From: Paolo Valerio <pvalerio@redhat.com>
To: "Théo Lebrun" <theo.lebrun@bootlin.com>, netdev@vger.kernel.org
Cc: "Nicolas Ferre" <nicolas.ferre@microchip.com>,
"Claudiu Beznea" <claudiu.beznea@tuxon.dev>,
"Andrew Lunn" <andrew+netdev@lunn.ch>,
"David S. Miller" <davem@davemloft.net>,
"Eric Dumazet" <edumazet@google.com>,
"Jakub Kicinski" <kuba@kernel.org>,
"Paolo Abeni" <pabeni@redhat.com>,
"Lorenzo Bianconi" <lorenzo@kernel.org>,
"Grégory Clement" <gregory.clement@bootlin.com>,
"Benoît Monin" <benoit.monin@bootlin.com>,
"Thomas Petazzoni" <thomas.petazzoni@bootlin.com>
Subject: Re: [PATCH RFC net-next 2/6] cadence: macb/gem: handle multi-descriptor frame reception
Date: Tue, 02 Dec 2025 18:32:10 +0100 [thread overview]
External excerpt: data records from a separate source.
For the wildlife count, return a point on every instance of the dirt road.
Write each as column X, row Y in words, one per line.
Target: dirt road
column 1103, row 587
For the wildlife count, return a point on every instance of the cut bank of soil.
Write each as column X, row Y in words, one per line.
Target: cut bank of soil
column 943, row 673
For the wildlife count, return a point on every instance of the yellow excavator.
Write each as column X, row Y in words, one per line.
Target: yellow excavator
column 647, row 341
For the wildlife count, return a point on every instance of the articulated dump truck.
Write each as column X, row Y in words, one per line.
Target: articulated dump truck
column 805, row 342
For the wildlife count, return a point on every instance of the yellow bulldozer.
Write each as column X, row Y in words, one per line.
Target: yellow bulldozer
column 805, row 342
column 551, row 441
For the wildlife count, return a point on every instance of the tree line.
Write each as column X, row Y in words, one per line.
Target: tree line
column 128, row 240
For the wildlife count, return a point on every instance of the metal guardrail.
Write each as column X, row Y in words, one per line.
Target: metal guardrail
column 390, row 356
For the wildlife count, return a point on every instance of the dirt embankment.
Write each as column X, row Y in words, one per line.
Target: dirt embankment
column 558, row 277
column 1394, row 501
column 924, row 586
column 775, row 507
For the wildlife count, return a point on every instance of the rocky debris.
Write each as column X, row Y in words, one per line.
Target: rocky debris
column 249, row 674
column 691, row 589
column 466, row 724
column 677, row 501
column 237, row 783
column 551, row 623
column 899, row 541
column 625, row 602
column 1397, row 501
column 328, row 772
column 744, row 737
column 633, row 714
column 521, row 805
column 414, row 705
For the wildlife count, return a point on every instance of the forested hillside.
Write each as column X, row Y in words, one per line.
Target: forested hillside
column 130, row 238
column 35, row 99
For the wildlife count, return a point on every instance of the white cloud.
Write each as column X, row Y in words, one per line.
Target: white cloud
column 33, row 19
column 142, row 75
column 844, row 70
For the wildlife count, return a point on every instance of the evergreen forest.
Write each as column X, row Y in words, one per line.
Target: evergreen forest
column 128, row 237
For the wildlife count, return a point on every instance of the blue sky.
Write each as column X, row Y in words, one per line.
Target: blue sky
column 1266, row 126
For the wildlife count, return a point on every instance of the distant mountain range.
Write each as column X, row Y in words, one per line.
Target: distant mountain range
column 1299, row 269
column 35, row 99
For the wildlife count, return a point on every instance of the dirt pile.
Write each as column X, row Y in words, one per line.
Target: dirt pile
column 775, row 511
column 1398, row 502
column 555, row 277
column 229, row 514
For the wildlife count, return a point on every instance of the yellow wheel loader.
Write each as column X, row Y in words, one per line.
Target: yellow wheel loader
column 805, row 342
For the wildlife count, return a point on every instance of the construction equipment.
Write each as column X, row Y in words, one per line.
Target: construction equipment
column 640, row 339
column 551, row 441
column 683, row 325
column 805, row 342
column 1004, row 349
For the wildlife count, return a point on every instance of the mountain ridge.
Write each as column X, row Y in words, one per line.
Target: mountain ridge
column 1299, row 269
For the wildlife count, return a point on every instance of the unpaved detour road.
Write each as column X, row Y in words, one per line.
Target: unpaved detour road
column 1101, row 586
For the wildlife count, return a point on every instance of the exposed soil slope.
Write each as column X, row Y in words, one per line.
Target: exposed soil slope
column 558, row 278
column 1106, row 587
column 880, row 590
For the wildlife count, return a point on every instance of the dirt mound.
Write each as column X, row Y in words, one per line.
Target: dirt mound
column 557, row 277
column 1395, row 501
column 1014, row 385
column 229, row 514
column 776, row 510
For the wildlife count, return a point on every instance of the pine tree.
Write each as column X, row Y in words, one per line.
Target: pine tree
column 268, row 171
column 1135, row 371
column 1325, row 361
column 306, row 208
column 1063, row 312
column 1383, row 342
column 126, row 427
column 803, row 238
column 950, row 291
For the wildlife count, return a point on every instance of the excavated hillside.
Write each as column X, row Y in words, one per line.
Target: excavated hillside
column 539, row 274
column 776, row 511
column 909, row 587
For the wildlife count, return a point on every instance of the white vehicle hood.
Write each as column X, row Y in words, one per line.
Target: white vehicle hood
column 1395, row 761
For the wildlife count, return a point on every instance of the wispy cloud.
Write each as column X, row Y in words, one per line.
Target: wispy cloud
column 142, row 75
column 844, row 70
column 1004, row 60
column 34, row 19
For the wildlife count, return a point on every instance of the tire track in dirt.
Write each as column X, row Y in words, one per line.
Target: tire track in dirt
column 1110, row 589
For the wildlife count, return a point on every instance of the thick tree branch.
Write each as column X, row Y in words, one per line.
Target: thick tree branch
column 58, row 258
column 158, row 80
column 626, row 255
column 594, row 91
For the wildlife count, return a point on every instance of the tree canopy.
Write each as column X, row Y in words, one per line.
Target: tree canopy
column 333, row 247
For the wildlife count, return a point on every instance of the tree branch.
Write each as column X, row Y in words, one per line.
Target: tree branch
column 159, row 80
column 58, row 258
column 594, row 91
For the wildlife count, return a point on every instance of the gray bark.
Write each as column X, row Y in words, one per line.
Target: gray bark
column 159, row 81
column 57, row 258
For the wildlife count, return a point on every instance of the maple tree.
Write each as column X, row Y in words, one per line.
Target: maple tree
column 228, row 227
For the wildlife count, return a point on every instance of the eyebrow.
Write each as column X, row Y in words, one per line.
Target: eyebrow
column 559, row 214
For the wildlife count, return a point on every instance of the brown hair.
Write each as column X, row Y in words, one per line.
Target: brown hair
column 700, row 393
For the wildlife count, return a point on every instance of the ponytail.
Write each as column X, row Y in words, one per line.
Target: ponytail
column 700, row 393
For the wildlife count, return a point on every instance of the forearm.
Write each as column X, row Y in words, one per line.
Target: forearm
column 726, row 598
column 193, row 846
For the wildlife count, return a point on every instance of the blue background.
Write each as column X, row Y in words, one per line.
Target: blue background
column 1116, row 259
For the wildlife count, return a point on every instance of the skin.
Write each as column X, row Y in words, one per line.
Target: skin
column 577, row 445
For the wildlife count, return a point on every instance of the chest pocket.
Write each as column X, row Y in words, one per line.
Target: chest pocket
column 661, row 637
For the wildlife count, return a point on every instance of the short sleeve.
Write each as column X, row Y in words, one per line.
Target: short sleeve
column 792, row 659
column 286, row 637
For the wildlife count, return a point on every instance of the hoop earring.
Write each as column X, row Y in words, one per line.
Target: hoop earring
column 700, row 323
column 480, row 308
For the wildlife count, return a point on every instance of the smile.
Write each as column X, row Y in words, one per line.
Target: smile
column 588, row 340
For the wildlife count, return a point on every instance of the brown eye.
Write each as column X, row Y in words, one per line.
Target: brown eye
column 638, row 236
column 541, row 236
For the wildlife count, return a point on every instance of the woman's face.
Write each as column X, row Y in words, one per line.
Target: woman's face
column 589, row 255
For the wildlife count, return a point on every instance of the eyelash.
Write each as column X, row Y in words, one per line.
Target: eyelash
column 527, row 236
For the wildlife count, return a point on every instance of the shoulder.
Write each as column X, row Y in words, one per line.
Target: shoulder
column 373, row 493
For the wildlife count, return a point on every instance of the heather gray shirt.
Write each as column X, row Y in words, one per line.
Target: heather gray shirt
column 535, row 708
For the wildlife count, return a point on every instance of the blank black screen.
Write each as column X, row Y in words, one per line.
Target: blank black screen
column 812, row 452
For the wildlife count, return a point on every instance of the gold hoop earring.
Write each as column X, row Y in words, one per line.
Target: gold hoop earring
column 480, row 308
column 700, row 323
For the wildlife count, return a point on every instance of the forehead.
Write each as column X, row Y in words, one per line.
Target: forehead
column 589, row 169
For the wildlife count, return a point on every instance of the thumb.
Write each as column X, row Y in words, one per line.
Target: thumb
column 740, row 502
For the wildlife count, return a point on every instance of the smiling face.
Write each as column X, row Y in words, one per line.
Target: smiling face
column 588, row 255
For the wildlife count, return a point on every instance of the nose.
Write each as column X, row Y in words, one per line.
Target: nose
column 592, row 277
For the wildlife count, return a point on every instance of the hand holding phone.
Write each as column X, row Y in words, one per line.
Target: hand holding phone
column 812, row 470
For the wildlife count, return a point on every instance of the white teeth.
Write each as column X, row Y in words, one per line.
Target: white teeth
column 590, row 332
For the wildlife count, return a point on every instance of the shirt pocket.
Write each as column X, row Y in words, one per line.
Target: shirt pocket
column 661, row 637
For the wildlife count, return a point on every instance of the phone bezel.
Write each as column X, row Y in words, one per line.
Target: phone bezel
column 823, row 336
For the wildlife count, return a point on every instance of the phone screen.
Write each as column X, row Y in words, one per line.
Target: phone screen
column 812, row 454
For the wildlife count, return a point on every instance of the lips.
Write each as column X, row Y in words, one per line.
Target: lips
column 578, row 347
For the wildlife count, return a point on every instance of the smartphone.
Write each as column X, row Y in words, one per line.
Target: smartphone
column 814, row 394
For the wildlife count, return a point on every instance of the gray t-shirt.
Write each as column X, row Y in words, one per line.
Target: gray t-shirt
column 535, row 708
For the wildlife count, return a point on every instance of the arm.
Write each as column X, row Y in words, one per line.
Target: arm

Message-ID: <87cy4wzt5x.fsf@redhat.com> (raw)
In-Reply-To: <DEJIOQFT9I2J.16KSODWK6IH6L@bootlin.com>
On 27 Nov 2025 at 02:38:45 PM, Théo Lebrun <theo.lebrun@bootlin.com> wrote:
> On Wed Nov 19, 2025 at 2:53 PM CET, Paolo Valerio wrote:
>> Add support for receiving network frames that span multiple DMA
>> descriptors in the Cadence MACB/GEM Ethernet driver.
>>
>> The patch removes the requirement that limited frame reception to
>> a single descriptor (RX_SOF && RX_EOF), also avoiding potential
>> contiguous multi-page allocation for large frames. It also uses
>> page pool fragments allocation instead of full page for saving
>> memory.
>>
>> Signed-off-by: Paolo Valerio <pvalerio@redhat.com>
>> ---
>> drivers/net/ethernet/cadence/macb.h | 4 +-
>> drivers/net/ethernet/cadence/macb_main.c | 180 ++++++++++++++---------
>> 2 files changed, 111 insertions(+), 73 deletions(-)
>>
>> diff --git a/drivers/net/ethernet/cadence/macb.h b/drivers/net/ethernet/cadence/macb.h
>> index dcf768bd1bc1..e2f397b7a27f 100644
>> --- a/drivers/net/ethernet/cadence/macb.h
>> +++ b/drivers/net/ethernet/cadence/macb.h
>> @@ -960,8 +960,7 @@ struct macb_dma_desc_ptp {
>> #define PPM_FRACTION 16
>>
>> /* The buf includes headroom compatible with both skb and xdpf */
>> -#define MACB_PP_HEADROOM XDP_PACKET_HEADROOM
>> -#define MACB_PP_MAX_BUF_SIZE(num) (((num) * PAGE_SIZE) - MACB_PP_HEADROOM)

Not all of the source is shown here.